事実、パリジャン・パリジェンヌという響は、多くの人々を魅了する。

 

パリは、芸術や食、ファッションに学問、ありとあらゆるものを結集させる力と、発信力の二つを兼ね備えた都市である。それ故、ヨーロッパの中では、嫉妬からくるやっかみで、パリやパリジャン・パリジェンヌを皮肉ったり馬鹿にする人もいる。他方、外国人や田舎者が憧れのパリに来た時に、思いっきりパリジャン・パリジェンヌであろうとすることもある。

 

国立文法語彙リソース研究センターの定義によれば、パリ人とは、「(Celui, celle) qui est né(e) à Paris et/ou qui y habite.」、ということで、「パリに生まれ、パリに住む人。もしくはパリに住む人。」である。

 

これは、パリ人の定義に、「生まれて住み続けている人」と、「住んでいる人」の2種類があることを示している。残念ながら、「パリ生まれだけれど、もう住んでいない」という人は、パリ人ではない。

 

しかし、この2種類のパリ人には、明確な差がある。

 

歴史学者の故井上勲先生は、新撰組を語る時に、「同調の過剰」という言葉を使われた。
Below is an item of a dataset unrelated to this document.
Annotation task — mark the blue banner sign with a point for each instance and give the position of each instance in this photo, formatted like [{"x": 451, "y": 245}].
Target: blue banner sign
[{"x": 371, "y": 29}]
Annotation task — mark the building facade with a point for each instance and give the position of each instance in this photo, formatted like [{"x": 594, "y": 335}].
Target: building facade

「同調の過剰」とは、武家の出ではない新撰組のメンバーは、武士であろうとするために、むやみに刀を抜いたり、恥じることなく闇討ちをしたりする。このように、彼らが武士であろうとすればする程、本物の武士がしないことをやるというものである。

 

このように、パリ生まれでないパリ人には、パリ生まれの生粋のパリっ子がしない所作言動がある。